侍女が静かに部屋に入ってきて、まだベッドでモゾモゾしているフィアリアを見て笑う。
「あらあら、毎朝のランニングは中止ですか?」
侍女は笑いながら寝室のカーテンを開け、窓を大きく開く。
春の爽やかな風が柔らかく吹き込んできて、フィアリアは目をこすりながらゆったりと身体を起こす。
「旦那様に……、ご心配をおかけしたくなくて」
そう。そんな怖い事態は避けたい。
だが、侍女にはその恐ろしさが伝わらないらしい。
驚いたようにあらまあ、と言うと、
「そうですね、フィアリア様はお優しいですねぇ」
と笑う。
そして侍女はドレッサーに向かい、カタカタと化粧道具を取り出しながら、背中越しにフィアリアに話しかける。

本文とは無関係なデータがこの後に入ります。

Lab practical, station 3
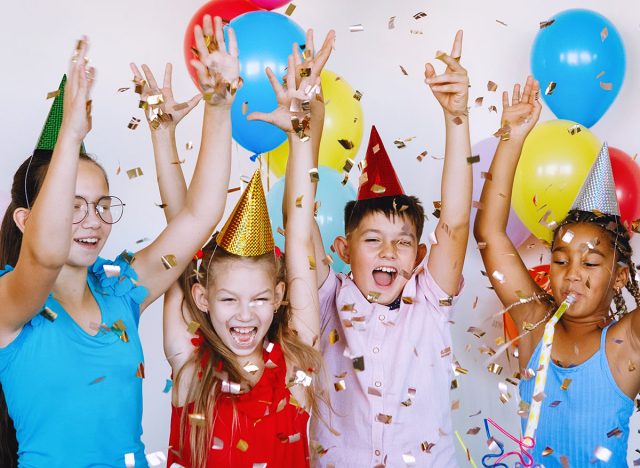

「昨夜はあまりお召し上がりになれませんでしたでしょう? 朝食はお部屋でお取りになりますか? それとも旦那様と食堂でお召し上がりになりますか」
「……どちらでも」
と、いつものように答えかけて、フィアリアは、
「いえ、部屋で!」
と慌てて言い直す。
「そうですね、どちらでも良いのなら旦那様とお取りになるのがよろしいかと……」
この侍女は実家から付いてきた侍女だ。
フィアリアの世話に慣れきっている彼女は、朝の支度の準備に意識を向けながらルーティンのように答えかけ、ん? と手を止める。
「……えっ!?」
「……部屋で朝食を摂りたいと思います」
「……あっ、はい、承知いたしました」
一瞬唖然とした侍女は、すぐに気を取り直して、メイドに厨房への伝言を頼む。
そうしてから、急いでフィアリアの側に駆け寄って来た。
「もしかして、まだご気分が優れませんか? 今日はお部屋でごゆっくり過ごされますか」
「そうね……、いえ! 気分は大丈夫です。旦那様が馬場を開けてくださると仰っていたので……、行ってみようかと……」
「まあ!」
侍女がパンと手を打って嬉しそうにフィアリアを見る。
「そうですね、奥様になられましたものね。女主人としてやるべきことが沢山待っていますもの、お身体を鍛えるのは良いことです」
「……そ、そう?」
「でも、ご無理はなさらないでくださいね、お身体がお弱いんですから」
「……そうね」
昔からずっと側にいる侍女は、実家の家族と同様に過保護である。
だが、当時何とも思わなかった『身体が弱い』の言葉が、回帰後のフィアリアには『役立たず』と同義に聞こえる。
前世。身体が弱いから、と、女主人としての仕事をほとんどさせてもらえなかった。
当時は分からなかったが、今思えばあれは自分の居場所がなくなる前兆だったかもしれない。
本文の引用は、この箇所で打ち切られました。